Keywords

Using provenance in a broad diversity of application areas and disciplines entails a number of challenges, including specialising the generic provenance and domain-agnostic data model, PROV. This chapter provides a brief overview of these challenges, using the provenance lifecycle framework shown in Fig. 1 as a reference.

Fig. 1
figure 1

Schematic of provenance lifecycle

1 Provenance Definitions and Model

PROV, the Provenance standard, is a family of specifications released in 2013 by the Provenance Working Group, as a contribution to the Semantic Web suite of technologies at the World Wide Web Consortium [36]. PROV aims to define a generic data model for provenance that can be extended, in a principled way, to suit many application areas. The PROV-DM document [34] provides an operational definition of provenance for the community to use and build upon:

Provenance is defined as a record that describes the people, institutions, entities, and activities involved in producing, influencing, or delivering a piece of data or a thing.

The document goes on to position the definition in the context of Information Management:

The provenance of information is crucial in deciding whether information is to be trusted, how it should be integrated with other diverse information sources, and how to give credit to its originators when reusing it. In an open and inclusive environment such as the Web, where users find information that is often contradictory or questionable, provenance can help those users to make trust judgements.

1.1 PROV as a Community Data Model and Ontology

The specifications define a data model and an OWL ontology, along with a number of serializations for representing aspects of provenance. The term provenance, as understood in these specifications, refers to information about entities, activities, and people involved in producing a piece of data or thing, which can be used to form assessments about its quality, reliability or trustworthiness (PROV-Overview [40]). The specifications include a combination of W3C Recommendation and Note documents. Recommendation documents include (1) the main PROV data model specification (PROV-DM [34]), with an associated set of constraints and inference rules (PROV-CONSTRAINTS [5]); (2) an OWL ontology that allows a mapping of the data model to RDF (PROV-O [18]), and (3) a notation for PROV with a relational-like syntax, aimed at human consumption (PROV-N [35]). All other documents are Notes. These include PROV-XML, which defines a XSD schema for XML serialization [41]. PROV-AQ, the Provenance Access and Query document [33], which defines a Web-compliant mechanism to associate a dataset to its provenance; PROV-DICTIONARY [39], for expressing the provenance of data collections defined as sets of key-entity pairs; and PROV-DC [38], which provides a mapping between PROV-O and Dublin Core Terms.
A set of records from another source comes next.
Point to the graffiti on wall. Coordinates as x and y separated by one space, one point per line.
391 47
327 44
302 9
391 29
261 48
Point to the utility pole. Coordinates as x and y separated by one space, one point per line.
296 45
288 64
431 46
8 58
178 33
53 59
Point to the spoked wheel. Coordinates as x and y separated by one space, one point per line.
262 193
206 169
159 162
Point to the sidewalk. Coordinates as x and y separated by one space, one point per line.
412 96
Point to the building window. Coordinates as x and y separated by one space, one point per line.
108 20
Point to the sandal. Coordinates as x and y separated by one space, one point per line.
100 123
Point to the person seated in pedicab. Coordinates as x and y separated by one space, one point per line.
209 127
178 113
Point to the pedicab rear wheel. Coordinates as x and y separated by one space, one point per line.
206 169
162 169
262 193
1.2 The Provenance of PROV

PROV is the result of a long incubation process within the provenance commnunity, documented for instance in [6]. The idea of a community-grown data model for describing the provenance of data originated around 2006, when consensus began to emerge on the benefits of having a uniform representation for data provenance, process documentation, data derivation, and data annotation, as stated in [32]. The First Provenance Challenge [31] was then launched, to test the hypothesis that heterogeneous systems (mostly in the e-science/cyberinfrastructure space), each individually capable of producing provenance data by observing the execution of data-intensive processes, could successfully exchange such provenance observations with each other, without loss of information. The Open Provenance Model (OPM) [32] was proposed as a common data model for the experiment. Other Provenance Challenges followed, to further test the ability of the OPM to support interoperable provenance.
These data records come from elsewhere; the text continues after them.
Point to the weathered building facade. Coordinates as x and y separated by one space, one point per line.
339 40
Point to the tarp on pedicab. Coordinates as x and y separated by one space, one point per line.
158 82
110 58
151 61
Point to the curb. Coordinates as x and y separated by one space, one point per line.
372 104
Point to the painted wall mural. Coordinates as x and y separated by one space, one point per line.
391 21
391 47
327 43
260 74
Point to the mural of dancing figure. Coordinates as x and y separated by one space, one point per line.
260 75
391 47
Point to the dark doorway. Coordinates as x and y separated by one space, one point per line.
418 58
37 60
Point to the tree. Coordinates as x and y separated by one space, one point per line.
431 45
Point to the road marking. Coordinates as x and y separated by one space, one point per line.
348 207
In September 2009, the W3C Provenance Incubator Group was created. Its mission, as stated in the charter [43], was to “provide a state-of-the art understanding and develop a roadmap in the area of provenance for Semantic Web technologies, development, and possible standardization.” W3C Incubator groups produce recommendations on whether a standardization effort is worth undertaking. Led by Yolanda Gil at University of Southern California, the group produced its final report in December 2010 [44]. The report highlighted the importance of provenance for multiple application domains, outlined typical scenarios that would benefit from a rich provenance description, and summarized the state of the art from the literature, as well as in the Web technology available to support tools that exploit a future standard provenance model. As a result, the W3C Provenance Working Group was created in 2011, chaired by Luc Moreau (University of Southampton) and Paul Groth (Vrije Universiteit Amsterdam). The group released its final recommendations for PROV in June 2013.

1.3 Other Notions of Data Provenance

Other formal models of data provenance exist, specifically in the context of database management. The provenance of a data item that is returned by a database query, for example, is defined by the semantics of the query itself, and mentions the fragments of the database state that were involved in the query processing [4]. An algebraic theory in support of data provenance representation and management has been developed [13]. This form of fine-grained provenance is often contrasted with coarse-grained provenance, which records the input / output derivations that are observed when functions are invoked, typically from within workflows and in the context of scientific data processing [9]. Attempts have also been made to reconcile these two views, e.g., when declarative-style queries are embedded within procedural workflow processing [1].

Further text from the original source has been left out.